1. Neues Fördersystem
Durch das Jugendbeschäftigungspaket wird unter anderem eine neue Form der betrieblichen Lehrstellenförderung eingeführt, die künftig von den Lehrlingsstellen der Wirtschaftskammern für alle Unternehmen abgewickelt wird.
Das neue Fördersystem umfasst:
• eine neue Basisförderung,
• eine Förderung für neue, zusätzliche Lehrstellen sowie
• qualitätsbezogene Förderansätze.
2. Basisförderung
Die Basisförderung wird für alle Lehrverhältnisse, die nach dem 28.6.2008 beginnen, die bisherige Lehrlingsausbildungsprämie ersetzen. Statt bisher einer Gutschrift beim Jahresabschluss am Abgabenkonto des Unternehmens wird die Förderung künftig sichtbar und auch tatsächlich (steuerfrei) ausbezahlt. Zur raschen Ermittlung der Förderhöhe nutzen die Wirtschaftskammern Daten des Hauptverbands der Sozialversicherungsträger über die tatsächlich geleisteten Lehrlingsentschädigungen.
Die Basisförderung kann jeweils nach Abschluss eines Lehrjahres beantragt werden und beträgt:
• im 1. Lehrjahr: drei Lehrlingsentschädigungen,
• im 2. Lehrjahr: zwei Lehrlingsentschädigungen,
• im 3. und 4. Lehrjahr: jeweils eine Lehrlingsentschädigung bzw.
• bei 3,5 Jahren Ausbildungsdauer eine halbe Lehrlingsentschädigung.
3. "Blum-Bonus II"
Diese weitere Förderung gibt es für zusätzliche Lehrplätze
• in neu oder
• nach mindestens drei Jahren Unterbrechung wieder in die Lehrlingsausbildung einsteigenden Betrieben sowie
• in neu gegründeten Betrieben.
Sie ist vorerst bis 2010 befristet. Die Antragstellung erfolgt jeweils ein Jahr im Nachhinein bei den Lehrlingsstellen der Wirtschaftskammern. Die früher erforderliche vorherige Meldung beim Arbeitsmarktservice über die Begründung des zusätzlichen Lehrverhältnisses entfällt.

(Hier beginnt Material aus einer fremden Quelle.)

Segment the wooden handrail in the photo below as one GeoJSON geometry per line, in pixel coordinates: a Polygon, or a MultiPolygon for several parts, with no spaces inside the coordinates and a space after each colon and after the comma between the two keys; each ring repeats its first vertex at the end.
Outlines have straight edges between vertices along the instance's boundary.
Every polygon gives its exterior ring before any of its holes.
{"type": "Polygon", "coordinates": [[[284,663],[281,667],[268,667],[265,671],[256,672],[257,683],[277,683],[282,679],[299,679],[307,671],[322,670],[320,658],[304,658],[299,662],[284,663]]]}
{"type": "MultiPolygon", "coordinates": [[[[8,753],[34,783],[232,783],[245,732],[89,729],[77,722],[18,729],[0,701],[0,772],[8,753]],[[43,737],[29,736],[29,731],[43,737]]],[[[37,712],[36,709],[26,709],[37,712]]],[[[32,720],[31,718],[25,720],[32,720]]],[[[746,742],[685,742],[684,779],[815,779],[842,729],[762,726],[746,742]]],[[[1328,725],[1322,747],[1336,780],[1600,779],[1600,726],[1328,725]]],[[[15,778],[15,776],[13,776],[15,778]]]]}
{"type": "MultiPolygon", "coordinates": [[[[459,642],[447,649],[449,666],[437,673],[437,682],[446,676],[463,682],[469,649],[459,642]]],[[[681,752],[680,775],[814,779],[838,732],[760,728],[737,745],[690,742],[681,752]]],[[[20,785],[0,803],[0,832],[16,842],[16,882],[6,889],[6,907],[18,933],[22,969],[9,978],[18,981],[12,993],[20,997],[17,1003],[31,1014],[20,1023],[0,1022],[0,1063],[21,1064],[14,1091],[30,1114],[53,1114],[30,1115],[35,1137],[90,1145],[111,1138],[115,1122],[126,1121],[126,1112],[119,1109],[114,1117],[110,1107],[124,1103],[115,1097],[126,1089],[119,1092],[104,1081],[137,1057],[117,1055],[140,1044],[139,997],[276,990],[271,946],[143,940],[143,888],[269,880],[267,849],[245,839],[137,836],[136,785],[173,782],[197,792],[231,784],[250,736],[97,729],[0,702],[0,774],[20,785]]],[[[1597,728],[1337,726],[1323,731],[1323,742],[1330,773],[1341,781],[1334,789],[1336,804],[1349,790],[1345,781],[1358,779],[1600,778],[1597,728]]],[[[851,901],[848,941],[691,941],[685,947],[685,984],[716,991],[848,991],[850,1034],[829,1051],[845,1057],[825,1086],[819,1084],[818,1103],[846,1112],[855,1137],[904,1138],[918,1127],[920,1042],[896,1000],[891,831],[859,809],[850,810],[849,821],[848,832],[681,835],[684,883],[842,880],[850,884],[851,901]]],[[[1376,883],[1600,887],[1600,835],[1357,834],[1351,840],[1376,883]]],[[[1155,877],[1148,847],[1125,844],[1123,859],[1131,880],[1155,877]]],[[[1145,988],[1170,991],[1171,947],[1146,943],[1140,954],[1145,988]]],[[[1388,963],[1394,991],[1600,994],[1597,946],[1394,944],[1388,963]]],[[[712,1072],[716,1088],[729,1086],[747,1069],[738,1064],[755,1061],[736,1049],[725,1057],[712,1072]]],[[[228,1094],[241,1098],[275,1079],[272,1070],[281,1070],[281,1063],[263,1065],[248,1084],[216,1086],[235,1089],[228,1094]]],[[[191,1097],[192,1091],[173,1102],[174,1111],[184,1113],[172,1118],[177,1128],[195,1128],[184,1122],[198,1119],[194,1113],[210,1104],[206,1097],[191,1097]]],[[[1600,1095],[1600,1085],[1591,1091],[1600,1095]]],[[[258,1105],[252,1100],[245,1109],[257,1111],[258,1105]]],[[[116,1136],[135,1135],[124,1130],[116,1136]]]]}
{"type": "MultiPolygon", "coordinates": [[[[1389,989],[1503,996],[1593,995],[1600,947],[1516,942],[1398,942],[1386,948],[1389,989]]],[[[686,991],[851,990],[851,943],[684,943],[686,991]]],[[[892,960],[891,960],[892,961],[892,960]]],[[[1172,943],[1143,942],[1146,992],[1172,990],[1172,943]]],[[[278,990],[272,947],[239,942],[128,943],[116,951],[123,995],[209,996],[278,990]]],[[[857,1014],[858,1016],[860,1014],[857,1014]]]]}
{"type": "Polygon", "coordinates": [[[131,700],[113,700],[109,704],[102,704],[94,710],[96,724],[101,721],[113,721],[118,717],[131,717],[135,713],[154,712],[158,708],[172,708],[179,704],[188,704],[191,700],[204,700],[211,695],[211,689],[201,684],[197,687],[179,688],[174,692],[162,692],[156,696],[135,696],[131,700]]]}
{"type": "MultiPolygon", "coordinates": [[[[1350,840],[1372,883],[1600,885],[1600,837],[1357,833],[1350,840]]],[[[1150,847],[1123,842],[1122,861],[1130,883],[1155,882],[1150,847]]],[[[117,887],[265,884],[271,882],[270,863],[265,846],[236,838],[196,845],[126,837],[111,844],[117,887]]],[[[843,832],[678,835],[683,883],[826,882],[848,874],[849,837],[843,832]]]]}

4. Weitere qualitätsbezogene Förderungen
Diese dienen der Qualität der Lehrausbildung im Betrieb und werden auch für bereits bestehende Lehrverhältnisse gewährt:
• Förderung von Weiterbildungsmaßnahmen für Ausbilder;
• Förderung von Zusatzausbildungen für Lehrlinge, die über das gesetzlich vorgeschriebene Berufsbild hinausgehen und dadurch das Qualifikationsniveau weiter erhöhen;
• Förderung von Ausbildungsverbünden in Form von "freiwilligen" Ausbildungsverbünden (Vereinbarung zwischen Betrieben zur Ausbildung über das jeweilige Berufsbild hinaus) und "verpflichtenden" Ausbildungs-verbünden zur Abdeckung der geforderten Ausbildungsinhalte des jeweiligen Berufsbildes;
• Förderung von lernschwachen Jugendlichen durch Kostenfreistellung für das Nachholen des Berufschulabschlusses in Form von lehrgangsmäßigen oder geblockten Schulungen;
• Prämien für Lehrabschlussprüfungen mit ausgezeichnetem und gutem Erfolg;
• betriebliche Maßnahmen für einen gleichmäßigen Zugang von jungen Frauen und jungen Männern zu den verschiedenen Lehrberufen;
• regionale Förderansätze.
5. Wie erhält ein Unternehmen künftig die Förderung?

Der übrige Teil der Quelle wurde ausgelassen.